I press my fingers to my mouth, trying to calm my breathing. Just a job. Two weeks, maybe three. Good pay, long hours, and a boss who looks at me like he's deciding whether to fire me or devour me.
And God help me, I'm not sure which one I want more.
I handle this. I have to handle this.
The lobby is busier now, people in expensive coats hurrying through, arms full of shopping bags and wrapped gifts. Music plays softly through hidden speakers, classical and beautiful. I pause near the tree, staring up at the lights, trying to ground myself.
My phone buzzes. A text from the temp agency.
Mr. Ismailov called. You're approved. He's requested an advance be sent to your account—first week's pay. Rate is $85/hour. Congratulations.
I read it three times. Four. The numbers don't change.
Eighty-five dollars an hour. Triple my normal agency rate. For a temporary position. For two weeks of work that should pay maybe fifteen, twenty an hour tops.
My hands shake as I do the math. Forty hours a week at that rate is—
No. That can't be right.
I pull up my banking app, and there it is. A deposit. Three thousand, four hundred dollars. One week's pay, sitting in my account like it's nothing. Like it's normal for a temp to make more in a week than I usually make in two months.
My stomach twists.
Why?
I remember the way his gaze dropped to my legs when I mentioned my broken boot. The way he stared at my mouth like he was deciding whether to kiss me or fire me. The heat in his eyes when I called him "sir."
The way my body responded. The way it still responds, pulse jumping at the memory.
What exactly does he think he's paying for?
I want to feel grateful. Want to feel relieved. But all I feel is suspicious, and I hate it. Hate that foster care taught me to question every kindness, to look for the angle, to never trust anything that seems too good to be true.
People have motives. Hidden ones. And men like Anton Ismailov—powerful, dangerous men who look at you like they own you—they always want things.
I just don't know what yet.
My phone buzzes again. Another text.
Tomorrow. 8 a.m. Don't be late.
Not from the agency. From him. Which means he has my number now, pulled from my file, and the thought makes my pulse jump for reasons I don't want to examine.

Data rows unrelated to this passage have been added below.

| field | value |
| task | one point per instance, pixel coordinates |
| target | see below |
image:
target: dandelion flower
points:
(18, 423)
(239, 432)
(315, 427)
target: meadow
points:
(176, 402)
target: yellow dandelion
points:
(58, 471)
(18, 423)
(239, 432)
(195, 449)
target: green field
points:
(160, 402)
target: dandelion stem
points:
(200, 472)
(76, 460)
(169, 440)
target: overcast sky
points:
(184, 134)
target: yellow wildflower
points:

I shove my phone in my pocket and head for the doors, limping on my broken boot, trying to ignore the way my hands still shake.
Three thousand dollars. Enough to pay rent, buy groceries, maybe even fix my heat. Enough to take three classes next semester instead of one.
Enough to make me wonder what I just sold.
I step out into the snow, and the cold bites through my coat, sharp and clean. I pull it tighter and start walking, my uneven gait making every step a reminder of how this day started. How it's ending.
With a job I desperately need and a man I can't stop thinking about.